Stuart McDonough

Date published: Monday, November 26, 2012

RUGBY League paid its last respects on Friday to former Oldham publican Stuart McDonough, who served the sport at local and national levels for much of his life.

Fiercely proud of his local roots, and a lifelong supporter of Oldham RLFC, he died on November 14 at the age of 82 without ever fulfilling his greatest sporting wish . . . to see the Roughyeds playing in a Challenge Cup final at Wembley.
Remarkably, he attended every such final at the famous venue from 1946, when normal service was resumed after a seven-year break for the second world war, until he was in his late 70s.
One year, during a train strike, he got a lift from Barton Aerodrome to Surrey in a privately-owned six-seater plane and then hitched lifts up to Wembley, arriving just before kick off.
In later life he was a founder member of the British Amateur Rugby League Association (BARLA) and chairman of the Oldham Amateur League and for several years he was an official of his beloved Oldham RLFC in the days when it was a members’ club run by an elected committee.
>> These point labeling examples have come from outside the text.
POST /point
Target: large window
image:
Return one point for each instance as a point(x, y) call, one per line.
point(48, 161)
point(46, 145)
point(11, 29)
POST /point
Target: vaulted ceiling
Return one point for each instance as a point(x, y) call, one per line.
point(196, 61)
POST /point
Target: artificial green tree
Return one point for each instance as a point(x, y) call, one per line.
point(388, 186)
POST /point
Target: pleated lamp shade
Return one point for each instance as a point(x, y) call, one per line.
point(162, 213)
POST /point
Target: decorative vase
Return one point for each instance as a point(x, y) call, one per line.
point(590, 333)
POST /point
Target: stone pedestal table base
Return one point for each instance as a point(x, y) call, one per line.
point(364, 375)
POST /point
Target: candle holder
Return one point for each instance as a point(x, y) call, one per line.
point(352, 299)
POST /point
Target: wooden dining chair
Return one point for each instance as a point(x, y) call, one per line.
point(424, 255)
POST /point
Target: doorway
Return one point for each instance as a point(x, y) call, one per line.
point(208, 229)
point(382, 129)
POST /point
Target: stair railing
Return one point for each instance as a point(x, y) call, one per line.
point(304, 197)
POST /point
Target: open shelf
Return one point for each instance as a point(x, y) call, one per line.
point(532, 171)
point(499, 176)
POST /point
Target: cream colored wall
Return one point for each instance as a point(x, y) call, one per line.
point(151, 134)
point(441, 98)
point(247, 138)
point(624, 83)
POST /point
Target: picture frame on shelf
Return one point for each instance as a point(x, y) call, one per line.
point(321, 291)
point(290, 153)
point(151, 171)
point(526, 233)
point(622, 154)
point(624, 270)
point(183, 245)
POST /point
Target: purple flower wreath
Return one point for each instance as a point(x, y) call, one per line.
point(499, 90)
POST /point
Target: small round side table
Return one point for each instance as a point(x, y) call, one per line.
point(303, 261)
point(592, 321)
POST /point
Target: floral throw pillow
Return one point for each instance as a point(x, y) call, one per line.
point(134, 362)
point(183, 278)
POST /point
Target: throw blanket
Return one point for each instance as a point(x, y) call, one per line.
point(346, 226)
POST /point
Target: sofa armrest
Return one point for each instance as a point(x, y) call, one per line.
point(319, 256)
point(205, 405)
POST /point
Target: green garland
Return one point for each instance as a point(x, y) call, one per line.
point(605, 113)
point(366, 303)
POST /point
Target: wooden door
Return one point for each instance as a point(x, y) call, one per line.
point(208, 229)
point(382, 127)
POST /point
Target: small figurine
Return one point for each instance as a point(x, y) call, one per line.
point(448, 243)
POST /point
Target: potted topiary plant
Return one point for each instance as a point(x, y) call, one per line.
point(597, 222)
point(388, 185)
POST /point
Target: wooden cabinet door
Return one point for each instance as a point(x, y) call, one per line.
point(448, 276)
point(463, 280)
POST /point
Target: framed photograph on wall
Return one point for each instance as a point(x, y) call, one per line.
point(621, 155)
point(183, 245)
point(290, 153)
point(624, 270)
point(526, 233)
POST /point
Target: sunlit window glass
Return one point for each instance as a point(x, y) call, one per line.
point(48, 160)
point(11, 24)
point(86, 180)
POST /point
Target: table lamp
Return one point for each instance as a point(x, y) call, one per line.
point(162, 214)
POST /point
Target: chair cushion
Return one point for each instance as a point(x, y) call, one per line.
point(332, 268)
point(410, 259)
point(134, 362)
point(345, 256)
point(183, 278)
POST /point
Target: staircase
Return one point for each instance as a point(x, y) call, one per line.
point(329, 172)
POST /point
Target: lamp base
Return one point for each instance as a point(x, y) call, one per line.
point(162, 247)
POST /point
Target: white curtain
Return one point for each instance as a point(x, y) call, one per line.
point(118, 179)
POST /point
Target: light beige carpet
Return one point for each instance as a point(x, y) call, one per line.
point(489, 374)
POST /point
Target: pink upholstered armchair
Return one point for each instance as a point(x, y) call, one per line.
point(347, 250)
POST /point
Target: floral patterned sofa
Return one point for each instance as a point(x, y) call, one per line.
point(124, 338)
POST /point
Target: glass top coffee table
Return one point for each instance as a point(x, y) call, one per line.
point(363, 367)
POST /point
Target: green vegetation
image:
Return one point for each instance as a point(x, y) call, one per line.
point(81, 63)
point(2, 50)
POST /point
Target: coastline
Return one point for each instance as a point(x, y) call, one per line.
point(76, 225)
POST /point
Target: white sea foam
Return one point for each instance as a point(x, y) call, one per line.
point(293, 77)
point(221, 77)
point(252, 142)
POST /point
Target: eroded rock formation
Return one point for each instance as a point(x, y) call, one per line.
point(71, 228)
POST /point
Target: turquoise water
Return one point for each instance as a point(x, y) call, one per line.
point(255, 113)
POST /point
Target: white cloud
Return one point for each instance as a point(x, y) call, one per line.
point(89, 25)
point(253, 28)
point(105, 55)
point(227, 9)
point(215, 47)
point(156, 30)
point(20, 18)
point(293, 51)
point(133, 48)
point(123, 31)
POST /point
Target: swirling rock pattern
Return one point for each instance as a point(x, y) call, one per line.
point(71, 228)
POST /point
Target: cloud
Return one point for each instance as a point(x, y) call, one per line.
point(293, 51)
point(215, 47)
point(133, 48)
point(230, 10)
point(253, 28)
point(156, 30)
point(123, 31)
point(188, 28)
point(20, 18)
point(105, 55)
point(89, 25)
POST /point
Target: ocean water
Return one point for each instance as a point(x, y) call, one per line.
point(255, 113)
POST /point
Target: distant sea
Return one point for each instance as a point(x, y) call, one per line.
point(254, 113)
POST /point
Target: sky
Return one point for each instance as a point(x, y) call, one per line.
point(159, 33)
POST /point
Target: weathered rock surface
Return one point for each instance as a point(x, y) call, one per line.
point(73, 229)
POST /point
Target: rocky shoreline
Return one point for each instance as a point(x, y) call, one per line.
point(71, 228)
Among the organisations represented at his requiem mass at St Edward’s RC Church in Lees, Oldham or later at Oldham Crematorium were Oldham RLFC, the Oldham Amateur League, the Oldham Players’ Association (former players) and BARLA, headed by Steve Manning and Maurice Oldroyd.
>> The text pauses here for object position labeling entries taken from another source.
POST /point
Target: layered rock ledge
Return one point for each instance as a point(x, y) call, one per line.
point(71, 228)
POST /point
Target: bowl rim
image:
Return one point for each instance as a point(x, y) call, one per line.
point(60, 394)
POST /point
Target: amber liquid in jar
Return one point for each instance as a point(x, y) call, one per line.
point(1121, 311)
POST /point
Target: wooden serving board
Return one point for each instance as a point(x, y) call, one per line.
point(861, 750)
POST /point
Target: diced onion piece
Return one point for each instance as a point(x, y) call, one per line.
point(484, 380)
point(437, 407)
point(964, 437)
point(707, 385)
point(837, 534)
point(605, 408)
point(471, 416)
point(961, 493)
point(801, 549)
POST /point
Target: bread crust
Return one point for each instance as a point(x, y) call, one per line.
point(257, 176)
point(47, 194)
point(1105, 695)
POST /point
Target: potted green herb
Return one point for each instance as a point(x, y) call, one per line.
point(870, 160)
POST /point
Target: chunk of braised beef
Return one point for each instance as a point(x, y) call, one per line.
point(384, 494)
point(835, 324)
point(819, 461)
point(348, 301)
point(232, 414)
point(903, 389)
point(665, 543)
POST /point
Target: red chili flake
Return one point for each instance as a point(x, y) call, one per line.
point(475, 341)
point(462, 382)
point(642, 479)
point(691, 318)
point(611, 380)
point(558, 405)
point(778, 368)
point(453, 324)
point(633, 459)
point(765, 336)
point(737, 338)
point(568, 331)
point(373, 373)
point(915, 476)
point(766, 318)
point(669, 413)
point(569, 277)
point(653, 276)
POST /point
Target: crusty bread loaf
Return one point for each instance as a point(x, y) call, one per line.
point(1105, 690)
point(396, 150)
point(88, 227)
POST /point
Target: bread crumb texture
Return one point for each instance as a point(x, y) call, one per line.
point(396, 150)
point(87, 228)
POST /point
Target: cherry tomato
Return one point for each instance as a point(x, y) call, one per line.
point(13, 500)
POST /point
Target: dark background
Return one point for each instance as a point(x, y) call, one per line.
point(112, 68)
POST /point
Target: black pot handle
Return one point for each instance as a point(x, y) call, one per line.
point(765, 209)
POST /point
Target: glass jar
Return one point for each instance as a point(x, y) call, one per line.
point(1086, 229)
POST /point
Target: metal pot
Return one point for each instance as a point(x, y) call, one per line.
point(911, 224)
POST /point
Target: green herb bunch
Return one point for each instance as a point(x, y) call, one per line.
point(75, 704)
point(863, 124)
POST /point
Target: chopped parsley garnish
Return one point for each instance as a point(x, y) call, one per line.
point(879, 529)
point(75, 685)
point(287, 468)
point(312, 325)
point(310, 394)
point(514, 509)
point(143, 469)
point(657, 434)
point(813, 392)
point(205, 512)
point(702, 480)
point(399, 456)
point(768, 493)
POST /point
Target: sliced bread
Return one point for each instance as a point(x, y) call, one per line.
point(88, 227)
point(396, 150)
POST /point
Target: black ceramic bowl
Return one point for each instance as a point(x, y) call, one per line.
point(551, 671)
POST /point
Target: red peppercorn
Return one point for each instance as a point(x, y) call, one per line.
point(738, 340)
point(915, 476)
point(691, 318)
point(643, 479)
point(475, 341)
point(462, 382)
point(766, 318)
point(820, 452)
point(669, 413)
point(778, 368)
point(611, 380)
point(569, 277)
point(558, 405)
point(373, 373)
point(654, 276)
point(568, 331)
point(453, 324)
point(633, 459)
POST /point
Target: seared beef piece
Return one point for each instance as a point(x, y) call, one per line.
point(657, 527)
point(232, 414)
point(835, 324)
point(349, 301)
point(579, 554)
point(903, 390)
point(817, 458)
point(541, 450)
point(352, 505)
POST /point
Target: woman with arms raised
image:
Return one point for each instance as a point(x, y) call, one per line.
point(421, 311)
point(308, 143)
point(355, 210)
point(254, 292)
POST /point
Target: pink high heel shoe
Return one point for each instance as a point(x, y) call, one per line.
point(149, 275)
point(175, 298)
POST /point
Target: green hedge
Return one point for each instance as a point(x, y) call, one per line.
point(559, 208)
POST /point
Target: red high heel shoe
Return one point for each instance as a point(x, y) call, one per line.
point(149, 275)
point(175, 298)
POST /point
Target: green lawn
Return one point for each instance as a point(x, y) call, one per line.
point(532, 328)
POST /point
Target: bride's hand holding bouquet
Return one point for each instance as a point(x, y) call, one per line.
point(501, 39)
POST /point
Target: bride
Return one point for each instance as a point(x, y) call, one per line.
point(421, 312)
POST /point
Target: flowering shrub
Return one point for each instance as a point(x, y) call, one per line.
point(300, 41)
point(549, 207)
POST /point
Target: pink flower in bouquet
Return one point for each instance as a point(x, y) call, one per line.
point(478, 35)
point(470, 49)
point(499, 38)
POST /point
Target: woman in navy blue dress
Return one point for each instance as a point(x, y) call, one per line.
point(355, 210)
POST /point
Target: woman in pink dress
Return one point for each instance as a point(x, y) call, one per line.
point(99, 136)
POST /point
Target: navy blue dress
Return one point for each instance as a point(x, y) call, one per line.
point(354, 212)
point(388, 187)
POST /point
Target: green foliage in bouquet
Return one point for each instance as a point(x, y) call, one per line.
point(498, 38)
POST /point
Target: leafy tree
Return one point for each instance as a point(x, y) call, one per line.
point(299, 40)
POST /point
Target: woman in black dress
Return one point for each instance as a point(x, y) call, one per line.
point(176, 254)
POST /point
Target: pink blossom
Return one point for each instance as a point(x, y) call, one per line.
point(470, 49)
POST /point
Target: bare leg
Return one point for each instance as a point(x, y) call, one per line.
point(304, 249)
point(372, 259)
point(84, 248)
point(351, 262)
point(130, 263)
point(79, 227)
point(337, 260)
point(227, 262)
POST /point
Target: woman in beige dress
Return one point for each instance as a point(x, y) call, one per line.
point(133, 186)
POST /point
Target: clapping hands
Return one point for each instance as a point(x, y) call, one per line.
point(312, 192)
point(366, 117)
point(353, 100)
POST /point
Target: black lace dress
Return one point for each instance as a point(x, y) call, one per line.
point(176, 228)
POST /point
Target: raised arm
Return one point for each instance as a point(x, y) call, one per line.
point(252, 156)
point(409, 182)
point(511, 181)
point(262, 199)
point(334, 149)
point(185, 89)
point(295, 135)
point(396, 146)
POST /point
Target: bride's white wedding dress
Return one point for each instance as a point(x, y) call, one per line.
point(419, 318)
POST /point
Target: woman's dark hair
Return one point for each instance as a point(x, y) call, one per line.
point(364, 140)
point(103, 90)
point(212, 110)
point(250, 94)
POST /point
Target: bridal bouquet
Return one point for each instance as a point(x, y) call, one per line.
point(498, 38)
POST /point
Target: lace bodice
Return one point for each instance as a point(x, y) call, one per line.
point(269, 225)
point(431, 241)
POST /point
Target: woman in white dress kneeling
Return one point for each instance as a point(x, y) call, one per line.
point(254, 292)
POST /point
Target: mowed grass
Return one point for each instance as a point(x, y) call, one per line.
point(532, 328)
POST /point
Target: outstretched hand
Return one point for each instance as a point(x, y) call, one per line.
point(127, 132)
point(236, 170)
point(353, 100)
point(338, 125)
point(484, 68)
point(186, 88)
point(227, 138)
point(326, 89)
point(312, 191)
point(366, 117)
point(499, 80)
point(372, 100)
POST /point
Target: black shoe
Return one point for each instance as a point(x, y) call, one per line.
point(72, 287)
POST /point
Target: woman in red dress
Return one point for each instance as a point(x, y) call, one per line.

There was also a large contingent of officials and players from Oldham St Anne’s where Stuart was club steward for several years.
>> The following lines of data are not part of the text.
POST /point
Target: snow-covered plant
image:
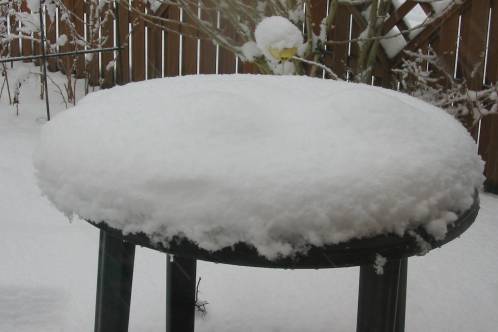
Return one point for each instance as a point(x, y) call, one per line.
point(425, 76)
point(268, 33)
point(92, 35)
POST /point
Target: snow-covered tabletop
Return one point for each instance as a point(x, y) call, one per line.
point(279, 163)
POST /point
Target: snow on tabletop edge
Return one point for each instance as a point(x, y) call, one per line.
point(276, 162)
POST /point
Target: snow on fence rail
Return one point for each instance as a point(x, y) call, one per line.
point(464, 33)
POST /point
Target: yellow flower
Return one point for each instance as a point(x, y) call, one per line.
point(283, 54)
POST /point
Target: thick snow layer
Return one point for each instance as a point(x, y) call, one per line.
point(277, 162)
point(394, 42)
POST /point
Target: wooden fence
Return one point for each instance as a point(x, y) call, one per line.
point(466, 35)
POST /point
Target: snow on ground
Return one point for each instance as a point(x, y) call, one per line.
point(48, 269)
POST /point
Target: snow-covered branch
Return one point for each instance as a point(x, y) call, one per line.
point(424, 75)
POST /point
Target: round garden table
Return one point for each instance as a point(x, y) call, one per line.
point(244, 171)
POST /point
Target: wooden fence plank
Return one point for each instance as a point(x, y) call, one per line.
point(27, 49)
point(445, 44)
point(340, 32)
point(172, 46)
point(79, 11)
point(92, 60)
point(189, 49)
point(51, 39)
point(318, 11)
point(492, 65)
point(15, 49)
point(138, 45)
point(207, 61)
point(65, 63)
point(154, 51)
point(123, 55)
point(107, 66)
point(488, 139)
point(473, 42)
point(226, 59)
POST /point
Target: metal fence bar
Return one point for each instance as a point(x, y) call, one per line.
point(54, 55)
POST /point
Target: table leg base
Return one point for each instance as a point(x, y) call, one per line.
point(382, 298)
point(180, 294)
point(114, 282)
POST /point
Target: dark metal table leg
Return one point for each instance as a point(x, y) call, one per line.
point(114, 282)
point(382, 298)
point(180, 294)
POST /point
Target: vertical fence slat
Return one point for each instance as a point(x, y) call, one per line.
point(107, 69)
point(154, 54)
point(488, 139)
point(66, 62)
point(124, 57)
point(138, 45)
point(445, 44)
point(207, 61)
point(340, 32)
point(27, 49)
point(492, 65)
point(172, 46)
point(318, 11)
point(79, 11)
point(473, 42)
point(15, 50)
point(226, 59)
point(474, 28)
point(189, 48)
point(51, 38)
point(92, 63)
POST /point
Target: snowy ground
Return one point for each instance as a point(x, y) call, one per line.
point(48, 267)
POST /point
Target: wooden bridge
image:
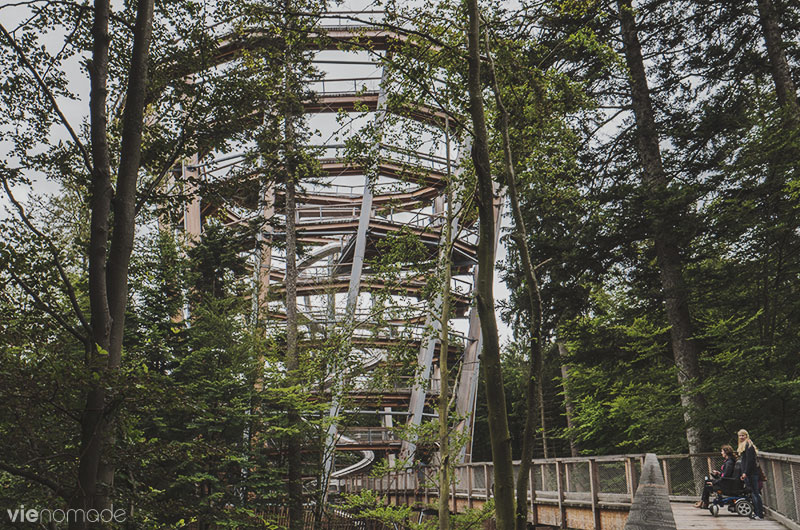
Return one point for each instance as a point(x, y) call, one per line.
point(633, 492)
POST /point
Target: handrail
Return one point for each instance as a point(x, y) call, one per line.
point(614, 481)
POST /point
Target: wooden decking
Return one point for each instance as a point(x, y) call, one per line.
point(687, 517)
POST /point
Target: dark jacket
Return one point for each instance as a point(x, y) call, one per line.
point(728, 468)
point(749, 461)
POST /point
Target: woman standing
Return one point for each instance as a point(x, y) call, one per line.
point(748, 452)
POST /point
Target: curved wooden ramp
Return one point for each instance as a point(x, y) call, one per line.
point(687, 517)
The coffin was carried by a grandson, Jason Smithies, and five stalwarts of the local rugby league scene, Sean Whitehead, Chris Deakin, Paul Deakin, David Best and Jason Best.
Floral tributes were in red and white — Oldham colours — and the family requested that wherever possible rugby ties should be worn.
Speaking at the crematorium of Stuart’s life in rugby league, Roughyeds media manager and former Oldham Chronicle RL writer Roger Halstead said he had been a great ambassador and an enthusiastic worker for the sport which would be all the poorer for his passing.
Donations in lieu of flowers are going to Try-Assist, the RFL Benevolent Fund which supports, among others, players who have been seriously injured.